The strong correlation between energy and \sigma_{r} indicates that the posterior geometry limits how well each Hamiltonian trajectories can explore \sigma_{r}. This is typically due to nasty correlations between \sigma_{r} and other parameters, and given the hierarchical structure immediate candidate would be a funnel geometry between \sigma_{r} and the \log d_{rt}.

“Reparameterization” is often thrown around as a cure-all without the necessary context. In the case of a hierarchical model with a normal population model the centered and non-centered parameterizations provide contrasting behaviors that can be useful in different circumstances. If you had a normal population model then yes a non-centered parameterization would be the worth checking.
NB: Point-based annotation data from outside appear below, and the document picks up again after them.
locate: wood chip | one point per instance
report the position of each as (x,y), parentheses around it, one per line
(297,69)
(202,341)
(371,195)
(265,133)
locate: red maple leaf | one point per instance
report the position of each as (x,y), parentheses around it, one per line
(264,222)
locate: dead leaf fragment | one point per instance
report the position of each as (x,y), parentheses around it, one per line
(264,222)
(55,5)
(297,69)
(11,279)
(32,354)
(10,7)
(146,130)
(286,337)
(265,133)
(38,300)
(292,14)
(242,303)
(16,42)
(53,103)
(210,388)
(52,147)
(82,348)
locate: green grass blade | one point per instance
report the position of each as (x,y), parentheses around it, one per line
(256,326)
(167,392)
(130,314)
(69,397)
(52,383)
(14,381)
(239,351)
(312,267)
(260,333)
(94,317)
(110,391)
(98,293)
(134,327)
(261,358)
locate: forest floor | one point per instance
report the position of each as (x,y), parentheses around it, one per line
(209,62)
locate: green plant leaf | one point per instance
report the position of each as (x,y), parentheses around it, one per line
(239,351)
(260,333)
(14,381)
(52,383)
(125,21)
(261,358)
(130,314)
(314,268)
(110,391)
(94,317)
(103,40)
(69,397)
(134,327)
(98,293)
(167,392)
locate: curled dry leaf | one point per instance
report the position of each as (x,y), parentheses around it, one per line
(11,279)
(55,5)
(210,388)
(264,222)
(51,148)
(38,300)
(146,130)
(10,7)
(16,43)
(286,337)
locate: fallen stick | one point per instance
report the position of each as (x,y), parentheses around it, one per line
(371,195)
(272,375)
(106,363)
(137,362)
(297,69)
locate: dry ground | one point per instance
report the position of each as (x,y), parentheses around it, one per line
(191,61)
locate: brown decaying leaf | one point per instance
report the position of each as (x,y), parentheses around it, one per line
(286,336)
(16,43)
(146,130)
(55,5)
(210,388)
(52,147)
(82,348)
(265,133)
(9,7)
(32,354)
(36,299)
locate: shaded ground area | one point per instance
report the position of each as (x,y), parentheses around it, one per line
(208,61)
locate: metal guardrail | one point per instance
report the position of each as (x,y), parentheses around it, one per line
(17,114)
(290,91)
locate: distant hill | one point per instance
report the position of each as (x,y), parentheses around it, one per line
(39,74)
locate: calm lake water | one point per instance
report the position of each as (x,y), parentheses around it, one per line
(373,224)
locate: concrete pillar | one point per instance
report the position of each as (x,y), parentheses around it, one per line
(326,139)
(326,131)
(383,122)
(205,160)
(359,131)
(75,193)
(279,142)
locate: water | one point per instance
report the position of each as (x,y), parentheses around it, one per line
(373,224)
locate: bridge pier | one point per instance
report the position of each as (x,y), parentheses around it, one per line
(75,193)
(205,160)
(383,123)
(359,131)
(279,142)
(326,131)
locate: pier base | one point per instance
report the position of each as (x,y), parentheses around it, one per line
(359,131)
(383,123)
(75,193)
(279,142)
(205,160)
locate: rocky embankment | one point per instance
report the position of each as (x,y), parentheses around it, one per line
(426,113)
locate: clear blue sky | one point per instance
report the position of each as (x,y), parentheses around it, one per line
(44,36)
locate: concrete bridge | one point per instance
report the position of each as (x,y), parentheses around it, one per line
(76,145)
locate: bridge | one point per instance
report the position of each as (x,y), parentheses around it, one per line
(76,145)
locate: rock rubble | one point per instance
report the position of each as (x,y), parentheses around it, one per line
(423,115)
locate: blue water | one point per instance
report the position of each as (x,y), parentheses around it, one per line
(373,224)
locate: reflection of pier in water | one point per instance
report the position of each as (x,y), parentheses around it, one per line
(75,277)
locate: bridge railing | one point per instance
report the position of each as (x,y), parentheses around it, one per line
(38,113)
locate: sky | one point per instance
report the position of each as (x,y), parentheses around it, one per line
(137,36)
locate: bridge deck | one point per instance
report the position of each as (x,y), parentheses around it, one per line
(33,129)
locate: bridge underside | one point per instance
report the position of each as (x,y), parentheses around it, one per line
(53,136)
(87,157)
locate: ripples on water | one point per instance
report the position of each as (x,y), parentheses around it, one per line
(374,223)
The problem here is that while it may look like you have a normal population model for the \log d_{rt} you actually don’t because of the constraint. An interval censored normal model does not admit the same reparameterization options.

Zero-avoiding prior models should only ever be used if one has actual domain expertise that conflicts with values near zero. Otherwise one is just forcing larger heterogeneity than is actually consistent with he observed data.
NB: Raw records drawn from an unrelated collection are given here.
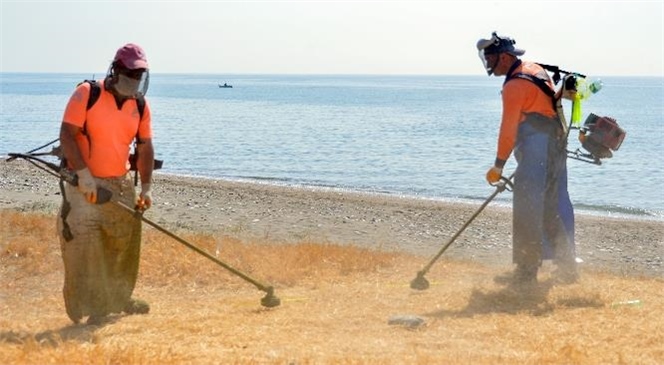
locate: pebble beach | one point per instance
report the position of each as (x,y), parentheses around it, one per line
(286,214)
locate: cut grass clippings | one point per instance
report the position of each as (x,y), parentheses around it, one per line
(336,301)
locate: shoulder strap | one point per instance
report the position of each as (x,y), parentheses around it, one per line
(535,80)
(140,103)
(95,91)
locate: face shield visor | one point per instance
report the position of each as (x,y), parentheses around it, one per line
(490,49)
(131,83)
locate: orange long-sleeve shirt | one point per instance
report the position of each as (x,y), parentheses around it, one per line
(521,97)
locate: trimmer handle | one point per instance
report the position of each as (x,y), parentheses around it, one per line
(103,195)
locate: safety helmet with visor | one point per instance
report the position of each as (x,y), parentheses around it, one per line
(130,72)
(495,46)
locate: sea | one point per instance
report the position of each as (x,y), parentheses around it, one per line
(427,137)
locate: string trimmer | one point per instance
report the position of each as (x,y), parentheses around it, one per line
(105,196)
(420,282)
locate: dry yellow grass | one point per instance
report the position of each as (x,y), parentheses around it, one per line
(336,302)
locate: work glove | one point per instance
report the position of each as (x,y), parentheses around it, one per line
(493,175)
(145,197)
(87,185)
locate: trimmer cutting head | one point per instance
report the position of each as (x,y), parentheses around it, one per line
(270,300)
(420,282)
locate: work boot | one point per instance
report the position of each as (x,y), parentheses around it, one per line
(524,274)
(136,306)
(96,320)
(565,274)
(521,275)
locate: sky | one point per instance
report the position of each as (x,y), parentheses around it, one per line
(604,38)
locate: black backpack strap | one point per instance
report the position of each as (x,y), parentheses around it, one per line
(95,92)
(535,80)
(140,104)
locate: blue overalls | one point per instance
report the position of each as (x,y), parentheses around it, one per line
(543,216)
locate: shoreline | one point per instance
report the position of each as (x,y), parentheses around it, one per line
(642,215)
(275,213)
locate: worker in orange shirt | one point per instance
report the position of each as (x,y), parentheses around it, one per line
(101,242)
(531,128)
Indeed. Though I’d argue that some useful generalization can be achieved through the heuristic that any parameter that serves the role (as in this case) of defining the magnitude of measurement noise should never have a peaked-at-zero prior because real-world measurements always have noise.

Actually, now that I think on it a moment, this may be a rare case where I disagree with @betanalpha! At least, I’m sure he’d agree with me that in the ideal the precise structure of all priors are well-informed by domain expertise. But absent that ideal, I’d assert that non-zero-peaked priors for variance terms should be a heuristic default and that zero-peaked are the ones that need specific justification from domain expertise.

Certainly any variance term intended to reflect the magnitude of measurement noise should be non-zero-centered (the world is noisy and our measurements moreso), and I think that even the variance terms describing variability not at the observation level but variability of latent quantities should also usually default to non-zero-peaked. At least in the domains I’m used to seeing these models (psychology, where it’s ridiculous to posit that an effect manifests equally among all people).

1 Like

If one can elicit a principled lower bound on the magnitude of the noise due to, for example, domain knowledge of the detectors then, sure, go for it. Without the explicit elicitation, however, one is vulnerable to unnecessarily excluding small but non-zero heterogeneities. The problem with a zero-avoiding prior is not the suppression of zero, it’s the suppression of model configurations near zero.

Can you give an example where you’ve encountered this? I’ve only ever experienced the pathology reported by OP related to zero-peaked priors on variances, and have a hard time imagining a scenario where, given reasonable weakly informed scale choice, non-zero-peaked priors for variances would yield misleading inference.